Crianças são mão de obra constante – tanto em plantações de algodão como algumas vezes no próprio manuseio da confecção.

O impacto socioambiental atinge brutalmente países como China e Bangladesh, mas o problema existe também no Brasil. Não é raro vermos operações do Ministério Público do Trabalho flagrando trabalho análogo à escravidão na cidade de São Paulo, por exemplo.

Para Taty Rapini, diretora executiva no Brasil da 27 Million, apesar de a OIT (Organização Internacional do Trabalho) considerar o País um exemplo no combate ao trabalho escravo, ainda há muito a fazer.
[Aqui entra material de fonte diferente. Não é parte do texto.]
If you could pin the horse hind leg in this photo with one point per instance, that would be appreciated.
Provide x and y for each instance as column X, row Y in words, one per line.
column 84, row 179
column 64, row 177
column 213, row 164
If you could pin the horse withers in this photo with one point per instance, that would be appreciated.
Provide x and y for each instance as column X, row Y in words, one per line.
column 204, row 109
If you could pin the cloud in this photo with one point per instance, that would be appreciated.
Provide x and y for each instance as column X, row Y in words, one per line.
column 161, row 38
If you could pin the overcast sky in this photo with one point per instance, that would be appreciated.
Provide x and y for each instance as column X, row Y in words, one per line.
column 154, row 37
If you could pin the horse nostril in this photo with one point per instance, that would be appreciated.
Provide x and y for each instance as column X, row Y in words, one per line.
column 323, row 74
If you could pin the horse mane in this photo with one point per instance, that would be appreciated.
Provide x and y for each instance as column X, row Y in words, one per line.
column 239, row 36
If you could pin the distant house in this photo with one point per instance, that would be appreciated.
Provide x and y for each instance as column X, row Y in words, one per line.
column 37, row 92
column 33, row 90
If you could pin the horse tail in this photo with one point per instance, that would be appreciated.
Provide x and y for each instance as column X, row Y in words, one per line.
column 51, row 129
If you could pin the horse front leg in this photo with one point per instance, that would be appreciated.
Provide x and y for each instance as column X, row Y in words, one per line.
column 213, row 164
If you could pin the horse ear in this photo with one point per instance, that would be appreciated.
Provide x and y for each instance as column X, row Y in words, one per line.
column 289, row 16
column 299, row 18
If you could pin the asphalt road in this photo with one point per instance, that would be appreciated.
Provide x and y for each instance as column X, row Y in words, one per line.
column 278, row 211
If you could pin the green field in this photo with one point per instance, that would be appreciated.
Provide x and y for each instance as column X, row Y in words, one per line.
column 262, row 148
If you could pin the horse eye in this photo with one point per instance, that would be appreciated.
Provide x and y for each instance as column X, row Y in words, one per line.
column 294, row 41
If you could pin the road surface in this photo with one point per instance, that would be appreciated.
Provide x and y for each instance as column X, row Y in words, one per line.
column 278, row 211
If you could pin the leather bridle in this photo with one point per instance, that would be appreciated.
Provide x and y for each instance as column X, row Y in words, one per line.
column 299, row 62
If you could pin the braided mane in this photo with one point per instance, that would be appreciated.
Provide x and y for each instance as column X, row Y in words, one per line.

“Embora muitos aqui no Brasil só lembrem do tráfico por questões sexuais, ele também pode ser relacionado a trabalhadores da indústria da moda”, disse Taty. Isso ocorre porque o conceito de tráfico de pessoas também abrange gente que consentiu ir trabalhar em outro lugar e se vê em uma arapuca, com dívidas, com jornadas longas e salários baixíssimos.

Esse tipo de exploração da mão de obra é usual entre os trabalhadores encontrados no bairro do Bom Retiro, em São Paulo. Zara e Le Lis Blanc são algumas das grifes gigantes que se viram com esses problemas de ter mão de obra análoga à escrava trabalhando na confecção de suas roupas. Ao se defender, disseram que não tinham controle sobre todas as etapas da produção.

É exatamente o que Elô nos disse: a indústria é complexa. E pouco transparente, pois não enxergamos essas etapas. O que vemos é o vistoso “preços inacreditáveis”. Para combater essa falta de transparência, além da fiscalização das autoridades, o vídeo dentro na instalação nos provoca: “Pergunte-se: quem faz suas roupas?”.

A pergunta é repetida por Elô. Ela convoca a todos para o Fashion Revolution Day, quando é possível tirar fotos da etiqueta do seu vestuário e postar nas redes sociais. Algumas marcas chegam a revelar fotos das suas costureiras trabalhando.

O Fashion Revolution Day está em sua terceira edição e será realizado no dia 24/4, em 83 países. A data não é aleatória. Foi quando, no ano de 2013, que o Rana Plaza, em Bangladesh, desabou matando 1,1 mil trabalhadores. Sabe quanto recebiam, para costurar roupas que seriam vendidas para cidadãos do mundo todo? US$ 38 (cerca de R$ 152), por mês.